The Sweet Life was opened by Jerry McCarthy in 1982. He ran it with his wife, Terry McIlvaine, until 2003. Farewell is the third owner, having purchased the business four years ago. Over the years, the shop has relied, at least in part, on a shrinking Jewish population of the Lower East Side. Business was especially brisk in the days leading up to Purim and Passover. Farewell, who was involved with The Sweet Life for several years before becoming owner, said fewer Jewish customers are coming in these days. [Today that traditional demographic is about 10% of The Sweet Life’s customer base, down from 80%.]
Farewell said several factors prompted her decision to close the store. She doesn’t work in the shop, meaning staff must be hired to run the business day-to-day. “Plus the neighborhood is changing,” noted Farewell. She’s been concerned about the impact that Trader Joe’s would have on her business when it opens in the fall on Grand Street. “For years we’ve had great customers,” she added, “but a lot of people just won’t pay higher prices.”
New York Press profiled The Sweet Life in 2004, telling Jerry McCarthy’s story:
McCarthy, a longtime neighborhood resident, acquired the store through an odd turn of events. “This store used to sell fruits and vegetables and a little candy for years.

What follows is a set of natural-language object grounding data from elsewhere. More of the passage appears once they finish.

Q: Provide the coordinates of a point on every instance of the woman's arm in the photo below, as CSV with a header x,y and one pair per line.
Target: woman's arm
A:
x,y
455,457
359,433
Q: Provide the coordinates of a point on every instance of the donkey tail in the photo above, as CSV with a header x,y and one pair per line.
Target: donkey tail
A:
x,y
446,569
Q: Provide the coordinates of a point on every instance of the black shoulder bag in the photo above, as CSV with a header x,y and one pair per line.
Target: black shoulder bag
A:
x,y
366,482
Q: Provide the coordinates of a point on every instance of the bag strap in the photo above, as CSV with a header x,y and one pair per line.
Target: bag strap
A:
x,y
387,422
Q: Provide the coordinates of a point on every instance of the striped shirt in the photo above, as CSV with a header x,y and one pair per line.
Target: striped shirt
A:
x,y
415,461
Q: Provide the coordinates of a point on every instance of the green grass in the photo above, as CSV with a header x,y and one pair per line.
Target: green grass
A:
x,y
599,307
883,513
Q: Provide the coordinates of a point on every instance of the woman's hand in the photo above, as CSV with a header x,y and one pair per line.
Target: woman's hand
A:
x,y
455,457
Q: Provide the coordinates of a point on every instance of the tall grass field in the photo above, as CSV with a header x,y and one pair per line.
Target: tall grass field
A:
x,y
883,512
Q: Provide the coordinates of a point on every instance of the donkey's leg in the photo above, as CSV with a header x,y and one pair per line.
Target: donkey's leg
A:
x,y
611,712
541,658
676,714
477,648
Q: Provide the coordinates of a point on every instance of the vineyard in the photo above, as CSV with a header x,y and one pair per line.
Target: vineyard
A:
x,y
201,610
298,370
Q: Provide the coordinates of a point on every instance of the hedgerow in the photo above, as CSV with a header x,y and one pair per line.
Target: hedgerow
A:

It closed down for about a year, and there was nothing in here,” he recalls. “It was a very dilapidated place, but it had some jars like this in the windows, some empty jars they were getting rid of,” says McCarthy, tapping on a tall, thick-walled jar holding pistachio nuts. “I thought I’d buy some jars, to put in the pantry or hold pasta or something. He gave me a price for the jars that was a little high. I said ‘Maybe I’ll get them, I’ll think about it.'” Within the next hour, McCarthy ended up buying the lease to the store. “It was inexplicable. I was looking for some kind of business to do, and I didn’t really know any business. So I bought the store. Instead of buying the jars I bought the whole place.”
McCarthy still lives in an apartment above the shop. The Sweet Life’s “everything must go sale” will continue until the store closes June 30. Today, the discount from upped to 40%.